Niby tak, ale kwestia rozprzestrzenienia się ognia jest utrudniona w
domu murowanym.
>
> Odporność na kataklizmy: to samo, co z ogniem. Te same dachy zostaną
> tak samo porwane przez wiatr w obu typach konstrukcji.
Niezupełnie.
Porównaj sobie jak montowane są murłaty w domach murowanych i w
szkieletowych, a zrozumiesz na czym polega różnica.
W domu drewnianym podczas wichury wystarczy, że zostanie wybite jedno
czy dwa okna i dom zostanie rozsadzony ciśnieniem powietrza.
W przypadku domu murowanego co najwyżej porwie dach.
>
> Temat grzybów jest pełen złych przykładów po obu stronach "barykady".

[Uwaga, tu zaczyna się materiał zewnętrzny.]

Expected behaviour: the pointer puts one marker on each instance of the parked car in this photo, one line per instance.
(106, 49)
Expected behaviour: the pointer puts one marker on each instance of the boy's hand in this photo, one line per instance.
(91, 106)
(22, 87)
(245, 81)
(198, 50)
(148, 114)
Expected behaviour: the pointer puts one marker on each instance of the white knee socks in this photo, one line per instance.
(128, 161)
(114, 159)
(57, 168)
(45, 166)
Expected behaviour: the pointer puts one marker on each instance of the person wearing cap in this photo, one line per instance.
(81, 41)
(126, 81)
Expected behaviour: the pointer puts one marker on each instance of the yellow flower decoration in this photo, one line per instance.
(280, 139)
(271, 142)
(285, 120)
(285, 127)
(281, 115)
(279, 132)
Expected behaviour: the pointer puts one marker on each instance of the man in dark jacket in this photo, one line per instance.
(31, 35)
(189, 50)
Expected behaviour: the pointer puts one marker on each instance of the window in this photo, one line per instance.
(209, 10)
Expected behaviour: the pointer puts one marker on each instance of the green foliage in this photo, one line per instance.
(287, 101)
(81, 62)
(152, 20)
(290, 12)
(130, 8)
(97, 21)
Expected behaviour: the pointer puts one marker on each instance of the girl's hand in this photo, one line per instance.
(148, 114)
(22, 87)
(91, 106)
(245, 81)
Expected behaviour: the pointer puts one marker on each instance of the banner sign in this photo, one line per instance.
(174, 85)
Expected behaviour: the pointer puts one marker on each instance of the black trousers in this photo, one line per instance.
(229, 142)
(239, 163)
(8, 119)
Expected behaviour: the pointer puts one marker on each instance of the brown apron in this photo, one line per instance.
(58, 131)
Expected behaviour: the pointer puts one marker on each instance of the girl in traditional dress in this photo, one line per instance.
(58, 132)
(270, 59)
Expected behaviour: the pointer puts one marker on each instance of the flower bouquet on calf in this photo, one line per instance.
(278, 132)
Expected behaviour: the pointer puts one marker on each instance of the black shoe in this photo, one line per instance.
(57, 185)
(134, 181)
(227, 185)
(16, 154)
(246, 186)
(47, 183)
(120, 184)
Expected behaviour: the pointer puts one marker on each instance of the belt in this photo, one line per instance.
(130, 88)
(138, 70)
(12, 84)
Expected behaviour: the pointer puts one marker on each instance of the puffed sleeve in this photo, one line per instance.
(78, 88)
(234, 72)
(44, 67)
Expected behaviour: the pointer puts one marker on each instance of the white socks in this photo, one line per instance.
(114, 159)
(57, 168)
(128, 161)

> Znam kilka przypadków grzybów w murowańcach. Często jakiś przeciek się
> trafi przy kominie, czy innym przepuście i jest kłopot. W USA za to
> przeprowadzono masowe badania szkieletowców, które wykazały, że
> konieczne jest stosowanie szczeliny wentylacyjnej, jeśli okładziną
> szkieletu jest płyta wiórowa, bo brak szczeliny prowadził do częstych
> (statystycznie) przypadków zagrzybiania i niszczenia tej płyty. I nie
> chodzi tu o przebadanie 10 czy 100 domów. Tam "na tapecie" były ich
> grube tysiące.
Czyli jednak dostrzegasz problemy.
>
> Możliwość modyfikacji domu - to niewątpliwa zaleta drewnianych. Tu
> łatwo przerobić ściany, pociągnąć nowe instalacje, czy nawet dobudować
> nowy pokój. Jakakolwiek poważna modyfikacja murowańca jest tak
> kłopotliwa, że zniechęca inwestora już na starcie.
Wręcz przeciwnie. O wiele łatwiej jest wykonać przeróbki instalacji w
domu murowanym.
Niedawno nawet musiałem w szkieletowcu przerabiać elektrykę, wodę i
kanalizację, bo inwestorom się odwidziało i zamienili miejsce zlewozmywaka.
Ściana już skończona. Płyta OSB + płytki.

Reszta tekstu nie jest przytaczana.